Я покоя не знаю. Был в Плевне и толкнул дело с Пироговским музеем. Сегодня возвращаю последнюю корректуру моей книжки «Пирогов в Болгарии» – даны все 26 обелисков в Болгарии в качестве признательности Болгарии делу Пирогова у нас, т. е. признательность русским военным чинам.
Я закончил книгу о студентах в Австрии в 1920–1945 гг. Веду переговоры с Партиздатом о ее издании… Ты мне привези вызов, а здесь разберемся…
Подошла пора нашей с папой очередной встречи в Болгарии. Он пишет:
Здравствуй, Ингочка!
Спешу сообщить тебе, что получил две путевки в Варну в Дом отдыха ЦКБ КП. Срок путевки с 7 ноября. Прошу не опаздывать.
Мою книжку о 25-летней антифашистской деятельности болгарских студентов в Австрии принял Партиздат на 1983 г., я ее посвятил тебе. Не знаю, утвердят ли мое посвящение редактора.
Когда я приехала в начале ноября в Софию, было слякотно и шел мокрый снег. На второй день мы уехали с папой в Варну.

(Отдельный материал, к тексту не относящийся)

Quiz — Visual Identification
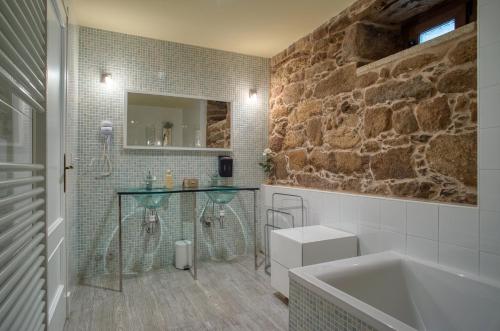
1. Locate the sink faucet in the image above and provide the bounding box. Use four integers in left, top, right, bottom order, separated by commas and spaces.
219, 206, 226, 229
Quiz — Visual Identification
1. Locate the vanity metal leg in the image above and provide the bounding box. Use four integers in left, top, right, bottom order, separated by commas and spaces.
253, 191, 259, 270
118, 194, 123, 292
193, 193, 198, 280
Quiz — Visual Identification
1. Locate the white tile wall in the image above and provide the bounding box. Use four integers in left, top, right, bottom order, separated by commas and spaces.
478, 42, 500, 89
406, 202, 439, 240
479, 169, 500, 212
380, 200, 406, 234
478, 0, 500, 280
478, 0, 500, 47
479, 127, 500, 169
262, 185, 500, 277
263, 0, 500, 281
479, 85, 500, 128
479, 252, 500, 280
439, 206, 479, 250
480, 210, 500, 255
406, 235, 438, 262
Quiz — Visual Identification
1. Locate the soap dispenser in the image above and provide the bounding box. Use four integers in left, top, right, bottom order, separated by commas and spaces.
165, 169, 174, 189
145, 171, 156, 191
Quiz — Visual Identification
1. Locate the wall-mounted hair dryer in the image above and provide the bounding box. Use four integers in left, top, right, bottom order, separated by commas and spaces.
90, 120, 113, 179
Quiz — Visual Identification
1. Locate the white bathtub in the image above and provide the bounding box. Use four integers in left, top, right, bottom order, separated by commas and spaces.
290, 252, 500, 331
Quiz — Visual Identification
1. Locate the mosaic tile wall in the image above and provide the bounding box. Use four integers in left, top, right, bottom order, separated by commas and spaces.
69, 27, 269, 286
288, 279, 375, 331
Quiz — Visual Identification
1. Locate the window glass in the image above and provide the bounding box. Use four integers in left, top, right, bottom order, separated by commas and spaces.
418, 19, 456, 44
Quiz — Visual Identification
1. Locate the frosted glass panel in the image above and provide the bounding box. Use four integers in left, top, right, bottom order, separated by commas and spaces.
418, 19, 455, 44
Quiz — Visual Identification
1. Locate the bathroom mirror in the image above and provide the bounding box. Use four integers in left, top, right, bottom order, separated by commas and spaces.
124, 91, 231, 151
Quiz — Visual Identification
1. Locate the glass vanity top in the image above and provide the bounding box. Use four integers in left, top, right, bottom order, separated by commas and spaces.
116, 185, 259, 195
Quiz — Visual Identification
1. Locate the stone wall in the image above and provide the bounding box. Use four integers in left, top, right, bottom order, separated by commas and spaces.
269, 1, 477, 204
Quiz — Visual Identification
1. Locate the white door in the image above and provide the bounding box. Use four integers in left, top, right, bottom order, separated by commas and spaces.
47, 0, 67, 331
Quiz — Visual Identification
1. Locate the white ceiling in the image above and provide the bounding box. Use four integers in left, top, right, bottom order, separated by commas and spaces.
70, 0, 354, 57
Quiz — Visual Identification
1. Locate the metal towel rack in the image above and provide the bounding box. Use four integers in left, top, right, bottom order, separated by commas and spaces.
264, 192, 307, 275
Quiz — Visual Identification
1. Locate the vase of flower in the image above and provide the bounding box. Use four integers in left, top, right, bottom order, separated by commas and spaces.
163, 122, 174, 146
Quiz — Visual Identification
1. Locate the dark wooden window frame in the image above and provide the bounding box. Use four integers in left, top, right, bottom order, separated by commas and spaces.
402, 0, 476, 46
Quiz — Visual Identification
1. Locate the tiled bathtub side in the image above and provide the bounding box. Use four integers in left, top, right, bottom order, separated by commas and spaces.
289, 279, 376, 331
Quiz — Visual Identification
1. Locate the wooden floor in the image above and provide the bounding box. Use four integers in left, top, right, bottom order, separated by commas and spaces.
65, 258, 288, 331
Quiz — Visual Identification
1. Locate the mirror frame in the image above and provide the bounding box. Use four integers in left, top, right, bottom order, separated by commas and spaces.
123, 90, 234, 152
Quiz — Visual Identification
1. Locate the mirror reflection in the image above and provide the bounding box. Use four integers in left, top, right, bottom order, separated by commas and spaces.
125, 92, 231, 149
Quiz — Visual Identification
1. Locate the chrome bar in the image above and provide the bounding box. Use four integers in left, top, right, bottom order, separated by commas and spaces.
193, 192, 198, 280
118, 195, 123, 292
253, 191, 259, 270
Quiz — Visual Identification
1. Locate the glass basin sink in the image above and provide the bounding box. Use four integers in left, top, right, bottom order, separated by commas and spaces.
205, 186, 238, 205
134, 194, 168, 209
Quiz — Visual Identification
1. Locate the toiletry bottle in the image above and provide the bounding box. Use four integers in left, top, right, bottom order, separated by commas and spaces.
165, 170, 174, 188
145, 171, 155, 190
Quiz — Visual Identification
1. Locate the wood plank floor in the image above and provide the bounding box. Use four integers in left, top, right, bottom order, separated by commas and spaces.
65, 258, 288, 331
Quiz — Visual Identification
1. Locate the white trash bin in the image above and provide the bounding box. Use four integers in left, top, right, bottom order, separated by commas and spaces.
175, 240, 193, 270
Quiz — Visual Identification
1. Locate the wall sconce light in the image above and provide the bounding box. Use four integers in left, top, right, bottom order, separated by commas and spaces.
101, 73, 113, 85
248, 88, 257, 100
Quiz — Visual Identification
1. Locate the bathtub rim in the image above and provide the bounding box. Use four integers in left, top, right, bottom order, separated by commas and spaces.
289, 251, 500, 331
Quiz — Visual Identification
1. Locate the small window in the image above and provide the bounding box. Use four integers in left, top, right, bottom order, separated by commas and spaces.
401, 0, 477, 47
418, 19, 456, 44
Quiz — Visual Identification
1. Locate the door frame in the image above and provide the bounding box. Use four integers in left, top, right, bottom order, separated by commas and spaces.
46, 0, 69, 331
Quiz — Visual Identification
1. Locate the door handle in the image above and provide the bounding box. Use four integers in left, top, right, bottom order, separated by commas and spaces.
63, 154, 75, 193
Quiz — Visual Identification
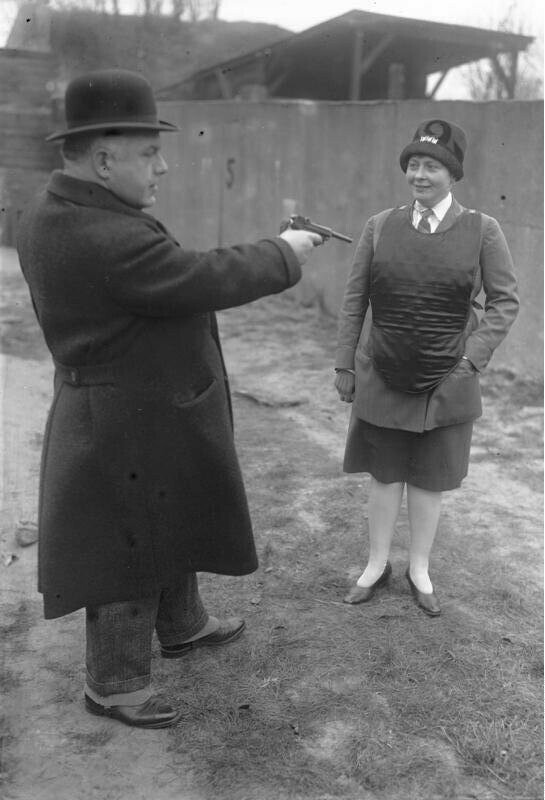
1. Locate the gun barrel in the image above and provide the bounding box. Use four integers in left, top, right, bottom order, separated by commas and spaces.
290, 214, 353, 244
331, 231, 354, 244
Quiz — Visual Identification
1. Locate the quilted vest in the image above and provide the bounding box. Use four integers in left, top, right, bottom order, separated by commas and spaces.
370, 207, 481, 394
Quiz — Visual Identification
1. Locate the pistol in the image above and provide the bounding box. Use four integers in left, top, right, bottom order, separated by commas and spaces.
288, 214, 352, 244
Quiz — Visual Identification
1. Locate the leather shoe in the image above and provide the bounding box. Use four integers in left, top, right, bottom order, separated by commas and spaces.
161, 617, 246, 658
85, 694, 182, 728
405, 569, 441, 617
343, 561, 392, 606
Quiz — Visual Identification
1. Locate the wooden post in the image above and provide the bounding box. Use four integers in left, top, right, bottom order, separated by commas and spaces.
350, 28, 363, 101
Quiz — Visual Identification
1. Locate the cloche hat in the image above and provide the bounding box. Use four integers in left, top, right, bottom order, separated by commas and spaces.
399, 119, 467, 181
46, 69, 179, 142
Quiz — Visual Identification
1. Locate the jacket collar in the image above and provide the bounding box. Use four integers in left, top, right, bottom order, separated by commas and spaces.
46, 170, 155, 220
436, 197, 465, 232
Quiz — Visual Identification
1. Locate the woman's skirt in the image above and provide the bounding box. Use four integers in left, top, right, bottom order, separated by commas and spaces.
343, 415, 473, 492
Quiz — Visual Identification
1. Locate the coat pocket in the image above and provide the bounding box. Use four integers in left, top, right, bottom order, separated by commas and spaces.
172, 378, 217, 408
426, 369, 482, 428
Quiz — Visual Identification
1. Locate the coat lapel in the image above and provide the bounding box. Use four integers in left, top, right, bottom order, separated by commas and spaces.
436, 197, 465, 233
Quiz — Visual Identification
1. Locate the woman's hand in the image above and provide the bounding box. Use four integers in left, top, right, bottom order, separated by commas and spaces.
335, 370, 356, 403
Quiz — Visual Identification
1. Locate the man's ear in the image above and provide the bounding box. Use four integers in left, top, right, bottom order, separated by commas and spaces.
92, 147, 113, 181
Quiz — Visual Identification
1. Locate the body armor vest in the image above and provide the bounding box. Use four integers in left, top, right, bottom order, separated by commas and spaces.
370, 208, 481, 394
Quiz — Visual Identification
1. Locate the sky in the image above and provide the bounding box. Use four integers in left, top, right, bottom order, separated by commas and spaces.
216, 0, 543, 36
0, 0, 544, 99
0, 0, 544, 44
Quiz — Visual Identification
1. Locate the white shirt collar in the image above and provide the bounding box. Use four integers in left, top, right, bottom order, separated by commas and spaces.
414, 192, 452, 222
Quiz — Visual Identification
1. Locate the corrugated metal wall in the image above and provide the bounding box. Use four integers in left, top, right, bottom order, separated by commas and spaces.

Дом наш стоял на самом берегу, прямо от него начинался пляж. Пляжем, конечно, никто не пользовался: ноябрь. У нас был двухкомнатный номер. Рано утром, еще до восхода солнца, я вставала, не зажигая света, быстро натягивала спортивный костюм и выбегала в серое свежее, пахнущее морем утро. Я легко бежала по асфальтированной дорожке, смотрела на градусник, потом по твердому с ночи песку бежала к морю. Я бежала к каменной гряде, уходящей в море, перебиралась по камням как можно дальше; живое солнце выплывало из моря, и я была счастлива.
Утром папа делал процедуры, я сидела на балконе и читала, после обеда мы шли на прогулку. Так нас и заснял фотограф. Мы идем по причалу, сзади наш пятиэтажный дом, с одноэтажной, сплошь стеклянной пристроечкой – это наша столовая. Я держу папу под руку, папа прекрасно одет, на нем темные брюки, серый пиджак, поверх легкое пальто в мелкую клеточку. Он в галстуке и белой рубашке. Я в клетчатой зелено-желтой юбке, в бежевом замшевом жакете, на груди длинная связка крупных янтарных бус. Я даже выгляжу элегантной. Я спокойно смотрю в объектив, сдержанно улыбаясь, но выражение лица, поза – все говорит о том, что я счастлива моментом: я с папой, я дружу с ним, я люблю его, он мне дорог. И я опять у папы за спиной, хотя и крепко держу его под руку…
Я уехала к себе домой, папа остался в Софии. Время шло, он слабел, вот что он написал мне весной 1982 года.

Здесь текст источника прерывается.